Within days, three suspects emerged. Aside from Hayer, wounded and captured at the scene, the police focused on two NOI soldiers: Norman 3X Butler and Thomas 15X Johnson. Numerous eyewitnesses placed the men in the ballroom that afternoon. Police promptly arrested the men and charged them with Malcolm’s murder. Conspiracy theorists suggested that others had been involved, too, including undercover FBI agents who had planned to kill Malcolm X many times in the past.
Hayer eventually confessed his role in the shooting. He said that he had been aided by accomplices, but he would not provide their names. He insisted, however, that Butler and Johnson did not participate. His remarks did not prevent a jury from convicting all three defendants of first-degree murder. Sentenced to serve for life in prison, all three survived behind bars. Butler was paroled in 1985, Johnson in 1987, and Hayer in 2010. Willie X Bradley and Leon X Davis were never hauled into court to account for their crimes.
Malcolm X’s assassins do not fit into a neat category. The Nation of Islam gunmen shot Malcolm because he separated from the NOI and dared to criticize Elijah Muhammad. They saw a man who refused to be cowed, who would not temper his views even when he might have profited by toning down his rhetoric. They probably were Type 1 assassins, seeking to accomplish what amounted to a political objective by dispatching a political enemy. The zeal and commitment of these NOI soldiers were based on rational, supposedly principled motives. They possessed an objective—to rid the NOI of an intractable problem—and they took steps to achieve that objective.
Yet there are elements of Type 2 and Type 3 motives as well. As members of a religious group based largely on a cult of personality—namely, Elijah Muhammad’s personality and his enigmatic brand of Islam—the assassins had to demonstrate to their leader that they were loyal subjects. Because Malcolm X had become a pariah, they decided that the most effective means of demonstrating their fidelity to the leader was to eliminate the problem through violence. Their personalities were subsumed by Elijah Muhammad’s personality, making the gunmen appear to be Type 2 actors—needy, possessing low self-esteem, neurotic. They would show their significant other—Muhammad—that they were worthy disciples.

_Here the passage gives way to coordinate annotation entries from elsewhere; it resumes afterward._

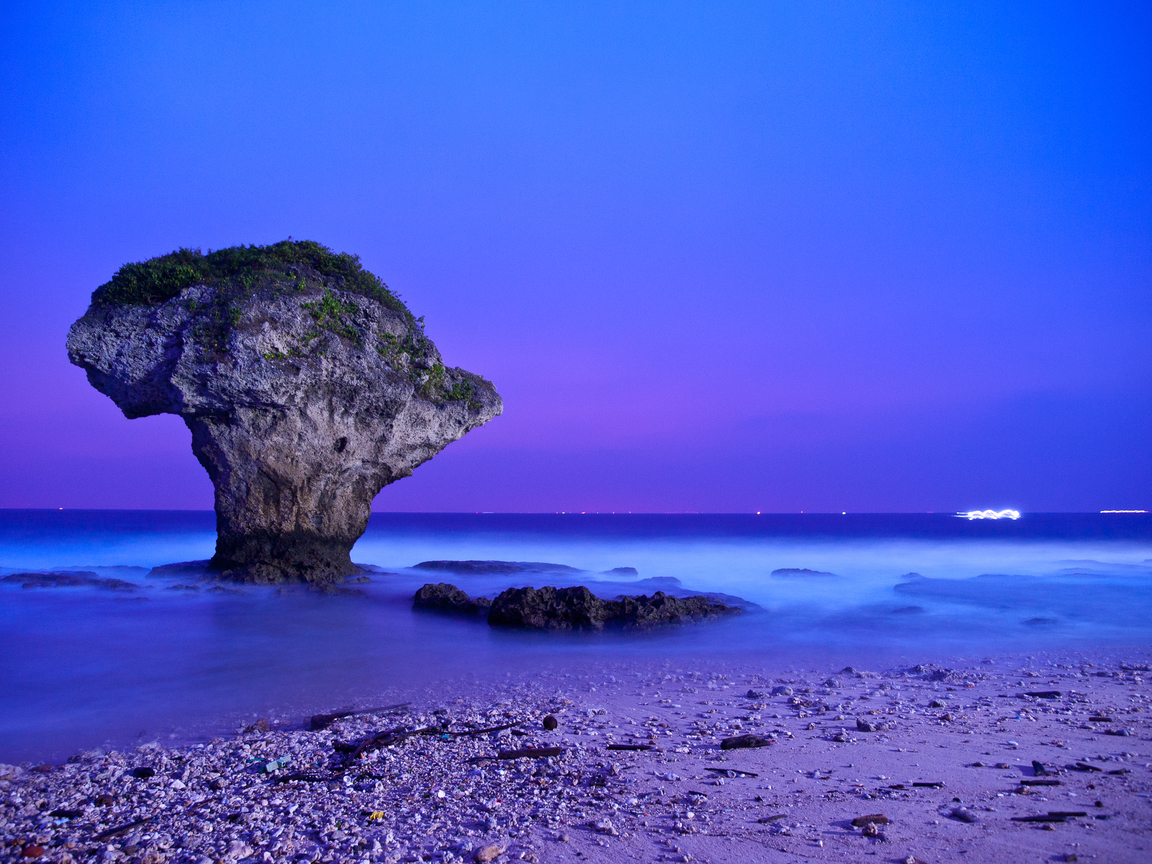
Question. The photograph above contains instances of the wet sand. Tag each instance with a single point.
(952, 757)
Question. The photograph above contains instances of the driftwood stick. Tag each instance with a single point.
(530, 753)
(122, 828)
(323, 721)
(480, 732)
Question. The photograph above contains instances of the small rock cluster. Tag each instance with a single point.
(569, 608)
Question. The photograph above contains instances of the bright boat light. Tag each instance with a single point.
(990, 515)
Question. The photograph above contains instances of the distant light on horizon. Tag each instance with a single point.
(990, 515)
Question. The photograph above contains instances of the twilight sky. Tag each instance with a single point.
(718, 257)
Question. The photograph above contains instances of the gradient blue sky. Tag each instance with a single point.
(714, 256)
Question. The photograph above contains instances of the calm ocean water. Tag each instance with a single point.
(82, 667)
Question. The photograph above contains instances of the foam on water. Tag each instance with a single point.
(80, 667)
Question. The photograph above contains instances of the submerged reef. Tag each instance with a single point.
(307, 384)
(569, 608)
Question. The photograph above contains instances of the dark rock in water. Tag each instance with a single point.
(183, 568)
(308, 387)
(668, 581)
(576, 608)
(449, 599)
(68, 578)
(485, 568)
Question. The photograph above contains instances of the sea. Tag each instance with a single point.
(172, 659)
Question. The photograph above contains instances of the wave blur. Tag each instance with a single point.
(83, 666)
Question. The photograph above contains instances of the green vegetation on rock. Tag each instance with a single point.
(242, 268)
(289, 267)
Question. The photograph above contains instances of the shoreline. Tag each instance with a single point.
(843, 744)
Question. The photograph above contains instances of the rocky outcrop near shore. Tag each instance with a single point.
(451, 600)
(570, 608)
(307, 385)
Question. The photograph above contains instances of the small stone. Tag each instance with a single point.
(605, 826)
(743, 741)
(239, 849)
(861, 821)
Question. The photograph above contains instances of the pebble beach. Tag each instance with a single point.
(1015, 758)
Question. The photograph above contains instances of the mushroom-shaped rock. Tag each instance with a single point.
(308, 387)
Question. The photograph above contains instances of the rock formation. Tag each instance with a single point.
(570, 608)
(451, 600)
(308, 387)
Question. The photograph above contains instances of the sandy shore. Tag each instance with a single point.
(945, 755)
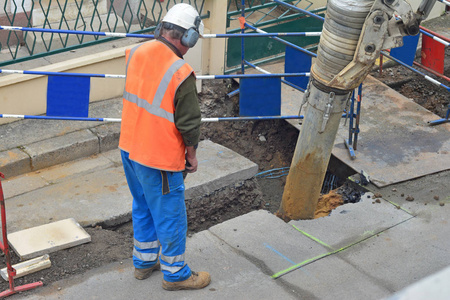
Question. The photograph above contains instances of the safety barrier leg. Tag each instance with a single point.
(5, 248)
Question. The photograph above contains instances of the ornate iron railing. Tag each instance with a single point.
(129, 16)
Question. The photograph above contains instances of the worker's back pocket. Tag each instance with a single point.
(171, 181)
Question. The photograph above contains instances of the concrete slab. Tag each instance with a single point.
(66, 170)
(14, 162)
(95, 191)
(353, 222)
(97, 197)
(433, 287)
(218, 167)
(403, 254)
(22, 184)
(48, 238)
(267, 241)
(233, 277)
(427, 193)
(34, 180)
(395, 143)
(62, 149)
(333, 278)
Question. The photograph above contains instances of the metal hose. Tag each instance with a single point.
(340, 35)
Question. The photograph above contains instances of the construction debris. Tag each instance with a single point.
(48, 238)
(28, 267)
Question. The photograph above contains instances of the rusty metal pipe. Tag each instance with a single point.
(344, 21)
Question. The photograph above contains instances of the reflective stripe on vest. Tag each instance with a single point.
(172, 259)
(155, 108)
(148, 131)
(146, 245)
(145, 256)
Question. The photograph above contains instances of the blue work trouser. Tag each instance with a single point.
(159, 218)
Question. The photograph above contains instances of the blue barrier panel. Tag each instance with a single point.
(68, 96)
(407, 52)
(297, 62)
(260, 97)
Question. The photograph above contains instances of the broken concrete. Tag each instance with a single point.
(48, 238)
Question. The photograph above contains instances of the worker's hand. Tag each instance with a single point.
(191, 159)
(191, 164)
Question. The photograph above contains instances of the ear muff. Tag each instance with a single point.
(190, 38)
(191, 35)
(157, 32)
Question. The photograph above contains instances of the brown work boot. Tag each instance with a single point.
(145, 273)
(196, 281)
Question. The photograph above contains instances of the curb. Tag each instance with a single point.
(60, 149)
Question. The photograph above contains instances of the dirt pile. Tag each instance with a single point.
(327, 203)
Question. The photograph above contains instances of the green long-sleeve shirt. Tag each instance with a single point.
(187, 109)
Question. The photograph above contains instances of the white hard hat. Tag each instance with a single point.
(185, 16)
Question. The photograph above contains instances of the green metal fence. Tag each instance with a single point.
(271, 17)
(129, 16)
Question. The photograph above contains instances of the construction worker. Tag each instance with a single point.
(159, 136)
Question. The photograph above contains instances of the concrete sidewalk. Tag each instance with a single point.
(367, 250)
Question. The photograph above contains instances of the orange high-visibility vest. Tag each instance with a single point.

Yet the cavalier manner in which they shot Malcolm X suggests that one or more of the gunmen may have been psychopathic personalities. They did not hesitate to fire multiple shots inside a crowded ballroom, assassinating a public figure in front of his family as well as 400 potential eyewitnesses. Type 3 actors are so contemptuous of ordinary social mores that they feel no compunction about lashing out violently against a target. They are indifferent to the feelings of others, indifferent to death, and nihilistic in their outlook.